Read the article of Kiwis scare India close to Shock victory - Benson & Hedges World Series Cup one-day international tournament of the 6th ODI match played between New Zealand and India at Western Australia Cricket Association Ground, Perth in 18th January 1986.

NEW Zealand, seemingly coasting to an easy victory over India in the one-day international at the WACA ground yesterday, faltered and stumbled before squeaking home.

Captain Kapil Dev revived India's flagging hopes with an inspired spell of fast bowling, during which he took 3-6 in the space of 16 deliveries. New Zealand, in full command at 2-77 in the 26th over and chasing only 114 for victory, crashed to be in serious trouble at 6-95. But then some controlled aggressive hitting by captain Jeremy Coney steered the Kiwis home. A four to Coney off Roger Binny gave NZ victory by three wickets with 9.5 overs to spare.

It was a welcome return to form by New Zealand, which had gained only one point from its first three matches in the limited-overs series. But it was not a convincing display of the side's talents. The batsmen were generally ill at ease and struggled for runs. However, the green pitch assisted the seam bowlers and not one batsman from either side was able to get on top of the attack.

The same pitch will be used for tomorrow's important clash between Australia and New Zealand, and once again the fast and medium pace bowlers are likely to be dominant. New Zealand's bowlers held command in the pre-lunch session and routed India for a miserable 113 off 44.2 overs. It was a dismal effort by the Indian batsmen, and the general lack of enthusiasm in the Indian side was evident in the early stages of New Zealand's innings.

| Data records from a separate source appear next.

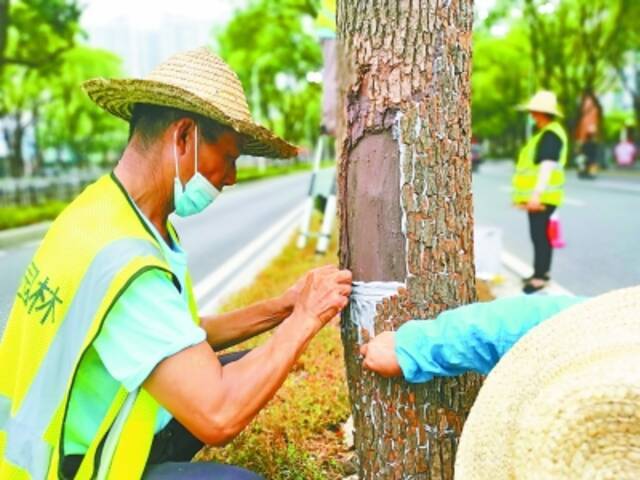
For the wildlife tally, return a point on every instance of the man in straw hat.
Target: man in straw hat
(108, 370)
(538, 180)
(562, 399)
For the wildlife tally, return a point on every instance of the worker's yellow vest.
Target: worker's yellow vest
(526, 175)
(98, 245)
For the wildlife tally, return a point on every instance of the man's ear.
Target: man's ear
(180, 133)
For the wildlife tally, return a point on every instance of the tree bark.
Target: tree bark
(406, 214)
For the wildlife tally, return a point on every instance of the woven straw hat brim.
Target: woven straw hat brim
(564, 402)
(540, 108)
(118, 96)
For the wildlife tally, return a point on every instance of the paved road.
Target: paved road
(600, 220)
(601, 224)
(240, 215)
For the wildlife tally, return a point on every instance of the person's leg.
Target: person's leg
(198, 471)
(538, 227)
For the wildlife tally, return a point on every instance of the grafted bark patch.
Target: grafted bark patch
(407, 101)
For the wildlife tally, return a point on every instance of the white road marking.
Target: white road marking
(262, 249)
(523, 270)
(573, 202)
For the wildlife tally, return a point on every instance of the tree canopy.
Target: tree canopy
(572, 47)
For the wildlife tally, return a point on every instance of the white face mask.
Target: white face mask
(198, 193)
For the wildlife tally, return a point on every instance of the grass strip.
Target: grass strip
(19, 216)
(297, 436)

Just when the cause for India looked completely lost, Kapil Dev called for a special effort and he applied tremendous pressure on the batsmen with his fiery bowling and aggressive field placings. For the first part of the New Zealand innings India lacked the sparkle and zest which has characterised much of their exciting play in international limited-overs cricket in recent years.

Then left-hand spinner Ravi Shastri put a brake on the batsmen and Kapil Dev lifted his rating to remove John Reid (14), Martin Crowe (33), and Jeff Crowe (0) in rapid succession in the space of 19 minutes to bring the crowd of 11,199 to life. Chetan Sharma then dismissed Richard Hadlee and Ervin McSweeney cheaply before Coney got his side over the line. 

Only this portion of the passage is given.